Vincenzo Binetti
Most of the novels written by migrant writers today in Italy have, in my opinion, a tendency to purposely decentralize and almost blur the visualization of a given territoriality within which their characters evolve and operate. Even if these novels are, in fact, often set in metropolitan contexts easily recognizable and identifiable by the reader, they are indeed missing an almost reassuring reference to those urban and architectural landmarks, which should instead have emblematically validated and clearly demarcated the landscapes and the mapping of the Italian cultural-historical tradition and its national identity. I wonder therefore which kind of political and literary implications may spring from this deliberate invisibility of the official landscapes and from an exclusion of the other from the urban spaces within which these foreign citizens, nomadic protagonists of migrant narratives, erratically move. Which destabilizing literary and stylistic elements define then these attempts to (re)read the impermeable uniformity of the national territory through a problematic and conflictual shifting of the interpretative point of view of those same public spaces? And, even more, which forms of political resistance define this intentionality, this desire to displace a certain predictability of the reader’s orizzonte d’attesa, a reader who would have preferred instead to recognize and validate, precisely within those spaces, his/her own sense of identitarian belonging and citizenship?
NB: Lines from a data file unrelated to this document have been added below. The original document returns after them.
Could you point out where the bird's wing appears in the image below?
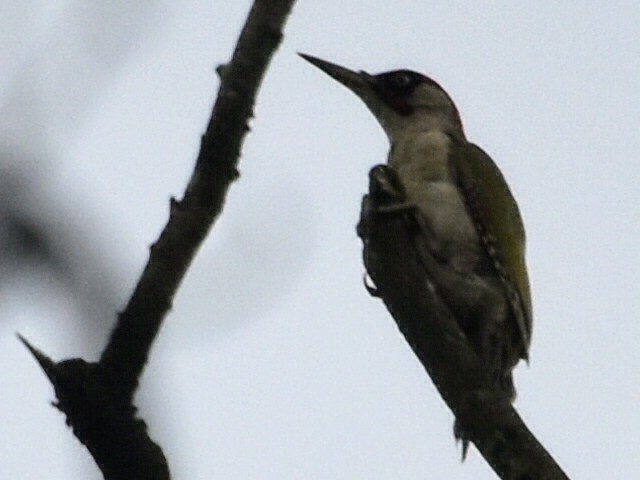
[451,138,532,360]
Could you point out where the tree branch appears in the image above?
[358,166,568,480]
[21,0,295,480]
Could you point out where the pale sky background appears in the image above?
[0,0,640,480]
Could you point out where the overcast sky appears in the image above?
[0,0,640,480]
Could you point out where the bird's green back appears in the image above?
[450,138,532,359]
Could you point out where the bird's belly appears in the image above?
[403,180,482,272]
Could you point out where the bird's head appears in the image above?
[300,53,464,143]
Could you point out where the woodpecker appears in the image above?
[300,54,532,458]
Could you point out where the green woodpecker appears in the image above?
[301,54,532,454]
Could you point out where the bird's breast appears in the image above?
[389,131,482,272]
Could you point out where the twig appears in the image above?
[20,0,294,480]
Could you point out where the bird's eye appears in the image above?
[393,72,413,90]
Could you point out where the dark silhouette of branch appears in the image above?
[20,0,294,480]
[358,166,568,480]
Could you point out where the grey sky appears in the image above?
[0,0,640,480]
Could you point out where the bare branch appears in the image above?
[20,0,294,480]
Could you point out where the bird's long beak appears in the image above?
[298,53,374,97]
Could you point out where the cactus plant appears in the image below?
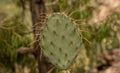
[40,13,82,69]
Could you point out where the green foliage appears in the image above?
[40,13,82,69]
[0,16,30,71]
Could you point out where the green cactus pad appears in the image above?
[40,13,82,69]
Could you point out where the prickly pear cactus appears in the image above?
[40,13,82,69]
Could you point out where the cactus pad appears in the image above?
[40,13,82,69]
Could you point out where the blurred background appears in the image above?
[0,0,120,73]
L’elemento indubbiamente provocatorio che scaturisce dall’analisi delle storie narrate da scrittori migranti oggi in Italia è, a mio avviso, l’intenzione autoriale di voler in qualche modo decentralizzare e quasi sfocare la visualizzazione della territorialità all’interno della quale operano e si muovono i personaggi e le loro storie. Anche se spesso ambientati in contesti urbani e metropolitani all’apparenza facilmente riconoscibili ed identificabili dal lettore, manca infatti in questi romanzi un riferimento direi quasi rassicurante a quei landmarks architettonici e urbanistici che dovrebbero invece contraddistinguere e avvalorare emblematicamente i paesaggi e la mappatura della tradizione storico-culturale dell’identità nazionale italiana. Mi chiedo allora che tipo di implicazioni politico-letterarie possano scaturire da questa deliberata invisibilità dei landscapes ufficiali e da una esclusione dell’altro dai paesaggi urbani all’interno dei quali si muovono incerti ed esitanti questi cittadini stranieri protagonisti della scrittura migrante. Quali potenziali fattori destabilizzanti della canonicità letteraria e quali forme di resistenza politica emergono allora da questi tentativi di (ri)leggere l’uniformità impermeabile del territorio nazionale proprio spostando il punto di vista interpretativo di quegli spazi pubblici e quindi spiazzando l’orizzonte d’attesa di chi legge e che in quegli spazi vorrebbe riconoscere e validare in un qualche modo il proprio senso di appartenenza identitaria?